Non-coding RNA Overview

The majority of non-coding RNA, or ncRNA, in Ensembl has been generated using RFAM. A small handpicked set is also available. This ncRNA set, as well as a detailed description of the annotation methods can be obtained from ftp.genetics.wustl.edu.

The following non-coding RNA gene types are annotated, along with pseudogenes

tRNA
nuclear transfer RNA
Mt-tRNA
mitochondrially-derived tRNA located in the nuclear genome
rRNA
ribosomal RNA
scRNA
small cytoplasmic RNA
snRNA
small nuclear RNA
snoRNA
small nucleolar RNA
miRNA
microRNA precursors
misc_RNA
miscellaneous other RNA

Annotation Details

Most ncRNA is annotated by aligning genomic sequence against RFAM using BLASTN. The BLAST hits are clustered and filtered by E value and are used to seed Infernal searches of the locus with the corresponding RFAM covariance models.
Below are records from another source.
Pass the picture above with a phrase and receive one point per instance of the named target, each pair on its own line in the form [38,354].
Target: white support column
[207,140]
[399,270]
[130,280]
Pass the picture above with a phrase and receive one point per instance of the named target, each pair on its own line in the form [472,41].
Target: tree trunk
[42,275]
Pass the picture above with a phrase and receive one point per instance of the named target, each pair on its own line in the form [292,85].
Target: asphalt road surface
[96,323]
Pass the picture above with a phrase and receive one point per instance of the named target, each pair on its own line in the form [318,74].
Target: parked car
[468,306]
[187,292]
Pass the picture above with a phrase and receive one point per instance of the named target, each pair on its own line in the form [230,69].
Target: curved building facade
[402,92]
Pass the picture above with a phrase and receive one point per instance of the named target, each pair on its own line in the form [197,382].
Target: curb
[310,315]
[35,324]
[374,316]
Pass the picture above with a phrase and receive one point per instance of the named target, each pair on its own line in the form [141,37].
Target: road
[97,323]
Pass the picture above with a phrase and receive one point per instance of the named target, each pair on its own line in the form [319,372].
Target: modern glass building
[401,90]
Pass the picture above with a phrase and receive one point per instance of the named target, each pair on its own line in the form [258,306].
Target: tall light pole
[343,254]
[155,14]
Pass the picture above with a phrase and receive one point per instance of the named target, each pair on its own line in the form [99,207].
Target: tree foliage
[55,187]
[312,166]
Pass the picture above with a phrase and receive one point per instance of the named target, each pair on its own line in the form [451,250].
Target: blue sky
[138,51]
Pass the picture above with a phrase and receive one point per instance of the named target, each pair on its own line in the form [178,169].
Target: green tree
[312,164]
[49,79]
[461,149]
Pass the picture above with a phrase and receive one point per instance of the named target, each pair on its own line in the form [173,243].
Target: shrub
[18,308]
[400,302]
The purpose of this is to reduce the search space required, as to scan the entire genome with all the RFAM covariance models would be extremely CPU-intensive. The resulting BLAST hits are then used as supporting evidence for ncRNA genes.

miRNA is predicted by BLASTN of genomic sequence slices against miRBase sequences. The BLAST hits are clustered and filtered by E value and the aligned genomic sequence is then checked for possible secondary structure using RNAFold. If evidence is found that the genomic sequence could form a stable hairpin structure, the locus is used to create a miRNA gene model. The resulting BLAST hit is used as supporting evidence for the miRNA gene.